Carlo Ugo di Borbone-Parma, capo della casa reale dei Borbone di Parma e pretendente ducale di Parma e di Piacenza, dagli anni 1990 riprese a conferire il cavalierato e la commenda dell'Ordine del merito sotto il titolo di San Lodovico, che conferiscono la nobiltà generica, personale o ereditaria.[15] Agli insigniti delle classi Gran Croci e Commendatori il capo del la Real Casa di Borbone-Parma conferisce con decreto uno stemma gentilizio che viene registrato nella cancelleria dell'ordine.[16]
Il Corpo della nobiltà italiana è un'associazione privata costituita a Torino nel 1958 da alcuni studiosi italiani di storia, diritto, araldica e genealogia, che si sono assunti la funzione di accertare e di difendere i diritti storici di coloro che avrebbero avuto diritto a un titolo nobiliare e a uno stemma gentilizio o anche solo a utilizzare uno stemma di cittadinanza secondo l'ordinamento dello stato nobiliare italiano del 1943, nei limiti delle disposizioni legislative vigenti, in assenza della disciolta Consulta araldica.[17] Lo stesso aveva ottenuto il riconoscimento delle proprie funzioni da Umberto II di Savoia[18] e rivendica una continuità ideale con la Consulta araldica.[19][20]
La più antica istituzione nobiliare italiana, fondata nel 1951, è però l'Unione della nobiltà d'Italia, poi fusa nel Corpo della nobiltà italiana. Un'associazione omonima, che ha sede a Torino, aggiorna sui propri libri i titoli nobiliari degli aventi diritto. Poiché nel novembre 2010 la delegazione sarda dell'Associazione Nazionale Corpo della Nobiltà Italiana usciva per gravi disaccordi in merito ai riconoscimenti nobiliari di quell'ente, un gruppo di gentiluomini della suddetta delegazione nel gennaio 2021 ha dato vita a un nuovo Corpo Nobiliare Italiano (C.N.I.) con sede a Roma.
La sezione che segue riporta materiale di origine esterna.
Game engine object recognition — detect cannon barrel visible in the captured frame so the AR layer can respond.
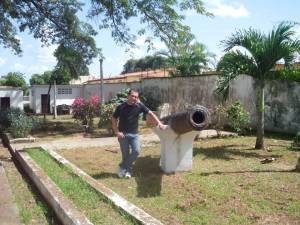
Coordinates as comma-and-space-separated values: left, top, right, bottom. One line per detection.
162, 105, 210, 134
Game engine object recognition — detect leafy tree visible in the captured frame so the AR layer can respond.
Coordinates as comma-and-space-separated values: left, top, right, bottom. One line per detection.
157, 39, 214, 76
29, 71, 52, 85
217, 22, 300, 149
2, 72, 26, 88
122, 55, 169, 74
0, 0, 211, 77
0, 72, 28, 95
29, 70, 72, 85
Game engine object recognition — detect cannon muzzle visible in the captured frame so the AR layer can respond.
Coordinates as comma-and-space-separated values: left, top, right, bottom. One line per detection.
162, 105, 210, 134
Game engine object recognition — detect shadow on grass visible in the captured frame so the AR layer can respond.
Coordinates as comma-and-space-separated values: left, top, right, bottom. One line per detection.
193, 145, 282, 161
199, 169, 299, 176
91, 172, 119, 180
133, 156, 163, 198
8, 149, 62, 225
31, 121, 83, 138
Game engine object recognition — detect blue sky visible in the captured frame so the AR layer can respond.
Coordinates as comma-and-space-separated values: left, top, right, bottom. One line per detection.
0, 0, 300, 82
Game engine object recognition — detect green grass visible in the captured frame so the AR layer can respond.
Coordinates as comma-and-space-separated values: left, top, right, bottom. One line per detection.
58, 136, 300, 225
27, 149, 134, 224
4, 155, 55, 225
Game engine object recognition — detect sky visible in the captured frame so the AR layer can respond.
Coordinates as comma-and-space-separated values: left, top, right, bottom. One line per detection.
0, 0, 300, 83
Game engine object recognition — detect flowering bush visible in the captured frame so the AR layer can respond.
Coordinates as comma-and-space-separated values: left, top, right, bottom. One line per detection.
72, 95, 99, 132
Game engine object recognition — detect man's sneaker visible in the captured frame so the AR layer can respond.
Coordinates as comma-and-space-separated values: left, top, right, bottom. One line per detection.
125, 171, 131, 178
118, 167, 126, 178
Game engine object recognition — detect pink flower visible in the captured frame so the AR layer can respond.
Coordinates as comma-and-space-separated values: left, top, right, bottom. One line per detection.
90, 95, 99, 106
72, 97, 84, 106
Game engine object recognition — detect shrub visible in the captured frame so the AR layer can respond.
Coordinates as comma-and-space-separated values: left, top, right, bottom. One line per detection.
72, 95, 99, 132
292, 131, 300, 148
8, 113, 34, 138
98, 104, 116, 135
226, 101, 250, 133
0, 108, 35, 138
0, 108, 23, 131
108, 88, 130, 105
211, 104, 227, 137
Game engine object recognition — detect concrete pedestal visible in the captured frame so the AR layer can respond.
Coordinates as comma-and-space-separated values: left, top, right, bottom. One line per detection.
153, 127, 199, 173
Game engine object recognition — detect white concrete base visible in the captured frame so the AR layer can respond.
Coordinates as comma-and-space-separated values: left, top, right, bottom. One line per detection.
153, 127, 199, 173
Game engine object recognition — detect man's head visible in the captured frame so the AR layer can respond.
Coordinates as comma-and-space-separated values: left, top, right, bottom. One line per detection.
127, 89, 139, 105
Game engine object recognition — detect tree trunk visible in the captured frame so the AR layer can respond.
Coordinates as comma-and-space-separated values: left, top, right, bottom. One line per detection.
255, 79, 265, 149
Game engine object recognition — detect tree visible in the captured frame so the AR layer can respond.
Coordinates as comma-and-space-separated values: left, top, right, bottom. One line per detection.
172, 42, 213, 76
29, 70, 72, 85
0, 72, 28, 95
157, 37, 214, 76
0, 0, 211, 77
217, 22, 300, 149
122, 55, 169, 74
1, 72, 26, 88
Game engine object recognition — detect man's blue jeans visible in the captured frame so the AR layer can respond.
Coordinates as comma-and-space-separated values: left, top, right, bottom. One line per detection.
118, 133, 140, 173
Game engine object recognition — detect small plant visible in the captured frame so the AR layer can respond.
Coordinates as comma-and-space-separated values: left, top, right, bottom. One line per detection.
98, 103, 116, 135
0, 108, 35, 138
72, 95, 99, 133
108, 88, 130, 104
8, 113, 34, 138
292, 131, 300, 149
226, 101, 250, 133
212, 104, 227, 137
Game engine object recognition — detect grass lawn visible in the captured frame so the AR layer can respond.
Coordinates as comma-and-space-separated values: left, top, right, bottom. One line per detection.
31, 115, 109, 140
58, 137, 300, 225
26, 148, 136, 225
0, 144, 58, 225
31, 115, 151, 140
Un'approssimativa indagine, compiuta sulla diciottesima edizione del Libro d'oro della nobiltà italiana[21] e riportata da Enrico Genta nell'Enciclopedia del diritto (1992),[22] permetteva di individuare in Italia la permanenza di circa 4.000 famiglie nobili,[23] delle quali circa un terzo di nobiltà semplice, priva cioè di titoli al di sopra di quello di nobile, e due terzi dotate di titoli nobiliari superiori: questi sono, in ordine gerarchico decrescente (senza che ciò implichi una correlazione tra importanza del titolo nobiliare e importanza del casato):[24]
Come si legge tale stima prese in esame tutte le famiglie presenti nel Libro d'oro della nobiltà italiana, non soltanto, cioè, quelle iscritte negli Elenchi ufficiali nobiliari (che ottennero cioè un riconoscimento del loro status nobiliare con l'iscrizione negli Elenchi durante il periodo monarchico), bensì tutte quelle, a vario titolo, presenti in quella edizione del periodico: a tale numero della stima è necessario togliere quindi circa 500 famiglie per basare il calcolo solo sui casati effettivamente iscritti negli elenchi ufficiali nobiliari italiani[senza fonte].
Un altro computo delle famiglie che annoveravano almeno un membro vivente fu pubblicato nella XXX edizione (2006) dell'Annuario della nobiltà italiana,[25] e spostava il numero di famiglie sussistenti, e sempre discendenti dalle sole iscritte negli Elenchi ufficiali nobiliari, a oltre 7.500, per un totale di oltre 78.000 persone, evidenziando l'erronea stima per difetto del precedente calcolo, pur lasciando sostanzialmente immutate le proporzioni per la distribuzione dei titoli.[26][27]